Kate’s roots lie in the verdant wine-country of Bordeaux, but she’s avoided the area for years. Her mother left, and raised Kate in California. Kate returned as a college student, fell in love with a neighbor boy, and broke his heart when she returned to San Francisco. Ten years later, she’s a sommelier in an exclusive Bay Area restaurant, and studying for the prestigious, and monstrously difficult, Master of Wine exam. She returns to Bordeaux, staying at her ancestral home with her cousin and his wife Heather (an American who was also a Study Abroad student with Kate) for les vendages (the grape harvest) and a chance to study the local white wines. When Heather enlists her to help clean out centuries worth of junk in the cellar, Kate finds a hidden bricked off portion, containing a wealth of rare wines and a cot. It looks like maybe people were hidden there. But she also finds evidence of a long-lost aunt, her existence hidden away by the family like one of whom they are deeply ashamed. What is the truth of this part of the world, which was controlled by the Vichy government during WWII? Were the family Nazi collaborators?

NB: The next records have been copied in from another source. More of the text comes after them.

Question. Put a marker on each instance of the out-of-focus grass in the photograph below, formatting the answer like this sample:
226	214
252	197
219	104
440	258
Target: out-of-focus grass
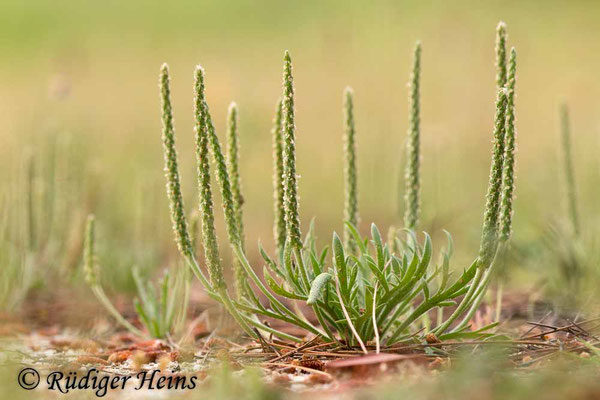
90	70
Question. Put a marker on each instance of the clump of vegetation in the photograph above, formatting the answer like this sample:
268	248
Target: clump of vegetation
161	309
370	290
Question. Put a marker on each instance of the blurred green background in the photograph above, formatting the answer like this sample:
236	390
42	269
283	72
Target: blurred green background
78	85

Meanwhile, the reader is privileged to access a diary left by this lost aunt, Hélène. We follow her ambitions, her desire to become a scientist, her secret application of fumigation to save the family’s prized vines, her growing dismay with the war, and so on.

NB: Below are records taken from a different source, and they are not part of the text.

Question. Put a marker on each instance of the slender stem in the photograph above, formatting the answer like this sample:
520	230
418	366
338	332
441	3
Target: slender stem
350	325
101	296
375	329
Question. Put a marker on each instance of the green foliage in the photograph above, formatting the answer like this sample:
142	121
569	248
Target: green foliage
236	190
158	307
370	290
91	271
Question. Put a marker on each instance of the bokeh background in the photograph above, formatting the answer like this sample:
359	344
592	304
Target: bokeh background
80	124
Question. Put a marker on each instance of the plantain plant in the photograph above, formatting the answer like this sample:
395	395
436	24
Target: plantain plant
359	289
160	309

The timeline of the novel switches back and forth, to the present, where rumors have spread that Kate’s back to look for the highly-valued wines the family produced before the war, Les Gouttes d’Or (drops of gold). Kate’s ex-fiance Jean-Luc has a new girlfriend who’s snooping around. Kate isn’t sure she can handle any more surprises, but she’s dutifully (and secretly) cataloguing the wines she’s found, while dealing with some very mysterious family politics.
The Lost Vintage is getting a lot of hype, and it deserves it all and more. It’s a very well-done novel, with a gripping story that addresses the part of French history that many have desperately tried to forget. Although it seems everyone claims their family were part of the Resistance, some had to have joined the other side, right? Kate, and Heather, and Jean-Luc, and even Hélène will draw you into their world, and you’ll be sorry when you have to leave. Although I have tagged it under historical fiction because of those diary sections, it’s really a novel about how our family’s past affects our present, and how we handle learning about their lives, seeing them as complex people facing nuanced situations. I really enjoyed this book! You won’t want to miss it. Highly recommended!